“Man is not free to refuse
to do the thing which gives him
more pleasure than any
other conceivable action.” – Stendhal

III 1: Pure potentiality and suffering

forceps bruise her unformed head
Shakespeare’s extraordinarily gifted
sister is born, made aware
of her conscious mind, she will
now address the reader as an I
already creating lexical lists,
exploring the avenues
of concurrent thought
am I dreaming or the
universal dreamer?

III 1.1: Anything can happen

it does

III 2: The sanatorium collides with the imaginarium

I keep you under lock and key
like the Marquis de Sade
my kaleidoscopic star,
you blow my mind
and arouse my (curiosity)
I’m repelled, terrified, and
utterly besotted by your shenanigans

III 3: Neologisms ignite the thaw

I will write my way to freedom
into or out of sanity depending
on the size of my nonsense
dance to the compelling
beat of semiotic erotica

IV 1: The awakening and immersion

Your image arrives in my mind
and I realize what it is
to melt in the presence
of another’s beauty
travelling an infinite distance
to caress the contours of your face
embrace your anarchic heart

I make no claims upon it
will not burn it or suck it dry
before you are gone
only I want to see it beat
and respond to the world
its liberty astounds

IV 2: Without a room of her own watching the procession of the sons of educated men

a spiritual medium scrys:
you know nothing of the frustration,
the rage to master
crushed by the tides
of apathy, misogyny, and abuse
my ferocity burns mountains to ash

your terrors haunt you,
mine devoured me long ago
I am free of fear but dead
yet continue to believe
I am alive

IV 3: Conflation of the immensely attractive and talented jester genius, the teasing diver, the downtrodden poet philosopher, the spiritual professor, a faithful cuckold (almost), a foreign artist, the intriguing flatterer/thinker, all the gods and monsters, matter and antimatter, and me, the one who refuses to be cast as the observed

Hofstadter laughs at my quandary
we no longer need to get together
fuck, or even exchange e-mail, now
that we understand that our consciousness,
our ‘I’ is distributed among all our brains
as part of the ‘strange loop’
it makes human interaction redundant
I’ll keep to my cave
Zarathustra Rapunzel
consummate performance artist

unless, of course, mind melding
isn’t the primary agenda
linguistic experimentation is
akin to sexual creativity
was Joyce masturbating
or gifting us a vital energy?
(he so wanted to be natural)
will my art be tainted like Bronte’s
with rage and sexual frustration?

I gave up everything for you
but gave it to someone else
who shattered it into pieces

V 1:Fluid cyclicality

an enormous aureate ouroboros forms
and proceeds to consume itself –
it’s in its nature

V 2: Chameleonic desire, a great daimon

the most profound expression of the self
or even more ontological than this ‘I’
the loam out of which a self emerges
Plato’s divine spark longing
to unite with ever more
transcendent forms of beauty

V 3: Interstices and penumbra of the soul

Eros awaits in the density of allusion
cartographic intertextual patterns
that gather in erotic cathexis
vast ecosystem arises
integrates with the eternal

V 4: Skeleton key

for a moment I thought
you caught sight of
me in the corner of your eye,
availed your coruscant intellect
and emotional intensity to really see –
not observe but engage,
an eye that challenges but invites
a look that doesn’t degrade,
demand, or destroy but makes whole
a look of recognition
often only given by
an inner paramour

V 5: Anything can happen

I will live here in the poem
and begin to see what is possible

Notes: This poem was written for Victoria’s excellent prompt on literary allusion at dVerse Poets Pub.
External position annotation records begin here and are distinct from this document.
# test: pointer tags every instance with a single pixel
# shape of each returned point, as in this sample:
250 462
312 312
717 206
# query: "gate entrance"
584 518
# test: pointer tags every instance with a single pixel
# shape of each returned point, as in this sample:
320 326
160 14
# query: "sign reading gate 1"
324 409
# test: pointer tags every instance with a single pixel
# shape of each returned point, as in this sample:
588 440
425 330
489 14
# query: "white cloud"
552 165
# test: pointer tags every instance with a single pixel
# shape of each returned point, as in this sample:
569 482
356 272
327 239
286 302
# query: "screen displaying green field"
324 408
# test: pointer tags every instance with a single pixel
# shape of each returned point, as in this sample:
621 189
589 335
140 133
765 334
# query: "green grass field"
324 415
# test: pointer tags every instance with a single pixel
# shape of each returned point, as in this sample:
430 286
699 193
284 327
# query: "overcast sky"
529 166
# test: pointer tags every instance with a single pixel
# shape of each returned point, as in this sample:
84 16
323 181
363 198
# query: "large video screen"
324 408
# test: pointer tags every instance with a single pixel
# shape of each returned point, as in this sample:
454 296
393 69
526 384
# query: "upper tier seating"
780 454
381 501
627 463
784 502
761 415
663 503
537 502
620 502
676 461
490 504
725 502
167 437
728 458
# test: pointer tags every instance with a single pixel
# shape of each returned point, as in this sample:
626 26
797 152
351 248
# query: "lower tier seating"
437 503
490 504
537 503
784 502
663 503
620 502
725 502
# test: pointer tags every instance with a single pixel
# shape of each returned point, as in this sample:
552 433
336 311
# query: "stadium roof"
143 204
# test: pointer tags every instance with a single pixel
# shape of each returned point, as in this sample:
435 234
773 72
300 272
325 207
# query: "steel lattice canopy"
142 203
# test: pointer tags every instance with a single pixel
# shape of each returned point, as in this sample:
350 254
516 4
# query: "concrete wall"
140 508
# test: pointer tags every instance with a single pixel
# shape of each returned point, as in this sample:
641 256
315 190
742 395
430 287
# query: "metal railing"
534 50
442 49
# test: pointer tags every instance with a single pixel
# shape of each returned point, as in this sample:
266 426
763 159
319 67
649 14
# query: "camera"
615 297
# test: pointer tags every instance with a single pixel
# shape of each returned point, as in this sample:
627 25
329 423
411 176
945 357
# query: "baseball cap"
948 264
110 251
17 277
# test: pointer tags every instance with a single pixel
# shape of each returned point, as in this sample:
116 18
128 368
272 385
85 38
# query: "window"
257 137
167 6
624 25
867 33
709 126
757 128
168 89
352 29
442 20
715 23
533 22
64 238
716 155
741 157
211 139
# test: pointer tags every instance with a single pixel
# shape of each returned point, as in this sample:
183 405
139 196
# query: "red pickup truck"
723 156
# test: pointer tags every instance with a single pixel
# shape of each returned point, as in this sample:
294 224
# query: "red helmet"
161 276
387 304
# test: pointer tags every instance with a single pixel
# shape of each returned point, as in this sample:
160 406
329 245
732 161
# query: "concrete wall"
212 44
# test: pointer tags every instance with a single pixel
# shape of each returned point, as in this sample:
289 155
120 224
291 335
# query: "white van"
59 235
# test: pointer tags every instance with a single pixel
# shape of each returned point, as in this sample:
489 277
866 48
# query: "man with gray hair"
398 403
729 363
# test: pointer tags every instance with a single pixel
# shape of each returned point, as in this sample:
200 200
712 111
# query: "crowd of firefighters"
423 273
It makes allusions to James Joyce’s Finnegans Wake (perhaps the most allusion laden literature ever written), Virginia Woolf’s A Room of One’s Own, and the philosophical writing of John Riker. The title Saudade is Portuguese and means the feeling of longing for something that you love and is lost. Another linguist describes it as a ‘vague and constant desire for something that does not and probably cannot exist.’